The Fluidity of Liquidity
To meet policyholder demands and terms of their financing arrangements, life insurers must maintain adequate levels of liquidity. Here are some reasons why today’s environment makes liquidity management so critical.
As seen by the recent events in the banking industry, rising interest rates can also pose a challenge for life insurance companies, potentially threatening their financial health. Along with inadequately priced products, poor expense management, investment defaults and fraud, rising rates can be a factor contributing to insurer insolvency by impairing liquidity, or the ability to raise sufficient cash, when needed, to meet payment demands. In the past, insurer liquidity crises largely were the result of poor product management (for example, writing policies that allowed for large-scale, immediate policyholder cash-outs), inadequate liquidity in investment portfolios to fund redemptions, or poor anticipation of disintermediation risk due to changing economic conditions. In hindsight, proper planning and stress testing could have saved most, if not all, insurers facing insolvency in the past. Given today’s environment, attention to liquidity needs is more important than ever.
Reasons for an Increased Focus on Liquidity
IMR WOES
The turbulent economic environment of 2022 was characterized by high and unanticipated inflation, a sharp spike in interest rates, and steep declines in the prices of equity and fixed income securities. These extreme events caused a significant decline in asset values for all insurers, leading to grievous unrealized losses in their investment portfolios.
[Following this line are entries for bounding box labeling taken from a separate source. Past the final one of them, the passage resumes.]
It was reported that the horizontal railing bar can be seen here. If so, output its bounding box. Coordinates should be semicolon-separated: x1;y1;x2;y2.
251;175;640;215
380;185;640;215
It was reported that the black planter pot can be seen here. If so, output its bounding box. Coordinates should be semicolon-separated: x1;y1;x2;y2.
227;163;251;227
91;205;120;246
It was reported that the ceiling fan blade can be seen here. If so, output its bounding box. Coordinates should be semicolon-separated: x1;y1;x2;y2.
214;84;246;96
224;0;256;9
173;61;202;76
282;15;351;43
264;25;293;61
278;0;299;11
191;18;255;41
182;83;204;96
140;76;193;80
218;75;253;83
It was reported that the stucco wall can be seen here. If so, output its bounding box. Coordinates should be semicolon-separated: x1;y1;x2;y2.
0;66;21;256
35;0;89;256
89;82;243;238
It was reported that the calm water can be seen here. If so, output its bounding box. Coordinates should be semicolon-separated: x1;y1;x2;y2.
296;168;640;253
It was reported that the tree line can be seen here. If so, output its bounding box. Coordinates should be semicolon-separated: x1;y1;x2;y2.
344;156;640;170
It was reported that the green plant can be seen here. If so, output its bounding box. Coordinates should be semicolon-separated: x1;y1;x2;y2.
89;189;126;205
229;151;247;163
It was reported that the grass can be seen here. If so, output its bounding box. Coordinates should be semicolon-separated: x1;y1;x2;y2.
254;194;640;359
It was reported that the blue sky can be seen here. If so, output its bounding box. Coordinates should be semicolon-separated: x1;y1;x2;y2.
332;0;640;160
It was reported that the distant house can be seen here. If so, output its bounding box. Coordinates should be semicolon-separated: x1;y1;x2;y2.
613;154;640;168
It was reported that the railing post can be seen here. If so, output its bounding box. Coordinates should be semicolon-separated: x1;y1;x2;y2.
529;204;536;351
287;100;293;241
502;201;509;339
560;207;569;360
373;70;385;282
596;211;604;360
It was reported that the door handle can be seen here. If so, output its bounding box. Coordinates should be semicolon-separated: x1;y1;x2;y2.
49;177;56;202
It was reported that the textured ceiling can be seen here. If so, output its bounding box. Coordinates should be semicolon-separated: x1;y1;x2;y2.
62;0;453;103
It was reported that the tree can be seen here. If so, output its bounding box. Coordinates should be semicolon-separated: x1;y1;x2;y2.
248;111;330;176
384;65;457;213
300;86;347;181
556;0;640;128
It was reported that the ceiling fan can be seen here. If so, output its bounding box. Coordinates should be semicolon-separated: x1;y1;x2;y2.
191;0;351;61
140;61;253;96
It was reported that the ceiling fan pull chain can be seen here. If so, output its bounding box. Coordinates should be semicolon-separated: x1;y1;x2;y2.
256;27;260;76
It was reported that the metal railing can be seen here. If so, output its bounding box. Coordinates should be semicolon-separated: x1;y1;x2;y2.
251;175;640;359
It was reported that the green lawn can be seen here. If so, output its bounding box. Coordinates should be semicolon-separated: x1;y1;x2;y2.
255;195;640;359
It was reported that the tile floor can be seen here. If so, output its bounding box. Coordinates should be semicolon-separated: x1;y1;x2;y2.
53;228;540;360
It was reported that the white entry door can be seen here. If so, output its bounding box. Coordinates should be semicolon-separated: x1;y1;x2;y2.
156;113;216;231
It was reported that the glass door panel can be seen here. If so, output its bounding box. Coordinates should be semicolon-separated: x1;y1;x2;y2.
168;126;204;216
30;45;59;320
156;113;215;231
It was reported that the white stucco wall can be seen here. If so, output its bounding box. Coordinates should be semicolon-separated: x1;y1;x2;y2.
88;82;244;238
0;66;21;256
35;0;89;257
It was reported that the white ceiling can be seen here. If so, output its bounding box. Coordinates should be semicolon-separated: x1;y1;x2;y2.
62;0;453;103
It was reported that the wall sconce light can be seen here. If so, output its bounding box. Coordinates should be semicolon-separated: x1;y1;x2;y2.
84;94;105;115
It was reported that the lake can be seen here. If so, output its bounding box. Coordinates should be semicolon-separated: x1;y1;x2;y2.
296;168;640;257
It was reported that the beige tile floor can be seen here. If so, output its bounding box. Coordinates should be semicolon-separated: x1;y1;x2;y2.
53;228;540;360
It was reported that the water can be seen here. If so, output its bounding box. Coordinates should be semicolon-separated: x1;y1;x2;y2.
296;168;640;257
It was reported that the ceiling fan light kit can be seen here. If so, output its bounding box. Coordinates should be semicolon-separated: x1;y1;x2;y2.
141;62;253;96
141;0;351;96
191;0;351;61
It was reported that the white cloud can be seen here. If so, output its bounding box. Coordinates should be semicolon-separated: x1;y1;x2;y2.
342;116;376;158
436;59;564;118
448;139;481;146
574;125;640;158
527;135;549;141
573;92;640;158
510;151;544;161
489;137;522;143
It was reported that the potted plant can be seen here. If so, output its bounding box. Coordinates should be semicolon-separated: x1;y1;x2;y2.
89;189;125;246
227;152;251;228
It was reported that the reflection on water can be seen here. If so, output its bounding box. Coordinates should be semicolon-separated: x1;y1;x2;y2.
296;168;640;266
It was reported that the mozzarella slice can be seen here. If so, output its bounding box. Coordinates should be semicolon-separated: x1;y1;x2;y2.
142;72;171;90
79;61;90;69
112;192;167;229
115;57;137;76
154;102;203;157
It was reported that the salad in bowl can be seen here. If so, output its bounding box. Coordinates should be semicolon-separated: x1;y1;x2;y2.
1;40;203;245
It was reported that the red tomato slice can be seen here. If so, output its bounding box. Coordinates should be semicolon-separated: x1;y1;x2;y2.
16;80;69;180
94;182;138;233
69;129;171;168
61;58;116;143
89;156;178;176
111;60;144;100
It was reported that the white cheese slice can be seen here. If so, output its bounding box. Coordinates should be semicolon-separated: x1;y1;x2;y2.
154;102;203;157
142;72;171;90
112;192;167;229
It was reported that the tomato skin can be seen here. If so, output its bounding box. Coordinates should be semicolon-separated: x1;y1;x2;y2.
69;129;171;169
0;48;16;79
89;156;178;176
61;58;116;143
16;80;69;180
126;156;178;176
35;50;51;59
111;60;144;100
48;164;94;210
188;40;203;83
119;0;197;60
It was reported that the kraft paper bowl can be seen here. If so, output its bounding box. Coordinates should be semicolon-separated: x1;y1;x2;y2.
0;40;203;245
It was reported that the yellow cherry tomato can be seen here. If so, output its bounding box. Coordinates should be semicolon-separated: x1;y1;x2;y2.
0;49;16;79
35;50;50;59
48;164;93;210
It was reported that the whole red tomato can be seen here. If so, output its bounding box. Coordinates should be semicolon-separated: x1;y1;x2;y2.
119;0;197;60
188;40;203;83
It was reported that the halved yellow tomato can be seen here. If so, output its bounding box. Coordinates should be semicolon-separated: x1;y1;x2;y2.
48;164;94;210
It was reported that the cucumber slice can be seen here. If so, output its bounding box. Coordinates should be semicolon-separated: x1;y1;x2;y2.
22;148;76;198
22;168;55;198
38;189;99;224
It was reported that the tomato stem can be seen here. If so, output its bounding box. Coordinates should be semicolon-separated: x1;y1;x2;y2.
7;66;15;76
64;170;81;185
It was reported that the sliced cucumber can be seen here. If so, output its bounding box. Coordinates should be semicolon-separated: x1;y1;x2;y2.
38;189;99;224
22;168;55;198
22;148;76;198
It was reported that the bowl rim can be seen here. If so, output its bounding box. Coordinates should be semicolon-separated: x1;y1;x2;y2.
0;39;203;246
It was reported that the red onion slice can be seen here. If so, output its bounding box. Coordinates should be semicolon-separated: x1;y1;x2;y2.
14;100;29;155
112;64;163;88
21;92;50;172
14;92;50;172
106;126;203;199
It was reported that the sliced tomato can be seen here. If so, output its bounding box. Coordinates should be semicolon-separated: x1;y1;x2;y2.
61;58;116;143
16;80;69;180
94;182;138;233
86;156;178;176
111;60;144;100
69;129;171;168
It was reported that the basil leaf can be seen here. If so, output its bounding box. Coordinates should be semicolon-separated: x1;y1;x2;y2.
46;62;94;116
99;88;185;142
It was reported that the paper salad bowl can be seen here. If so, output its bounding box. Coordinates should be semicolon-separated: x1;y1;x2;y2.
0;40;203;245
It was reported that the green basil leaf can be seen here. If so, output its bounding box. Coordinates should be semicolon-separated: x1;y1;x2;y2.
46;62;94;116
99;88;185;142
Figure 1: Life Industry Unrealized Gain/Loss and IMR
Source: S&P. As of December 31, 2022
Thanks to the statutory book-value accounting used by insurance companies, large declines in a portfolio’s market value are rendered harmless until they are realized. But since accounting for realized gains and losses runs through the Interest Maintenance Reserve (IMR), which due to a legacy ruling must be positive to act as a buffer, large amounts of realized losses will eventually begin to degrade surplus positions, regardless of how well assets are managed against liability needs. The unnatural effect of this makes insurers reluctant to trade their portfolio, either for repositioning to improve credit risk management or to accommodate policyholders demanding cash for their policies. These forces create additional liquidity strains for insurers, where a record 26% of life insurers were in a negative IMR position as of year-end 2022.1
1. Source: S&P. As of December 31, 2022.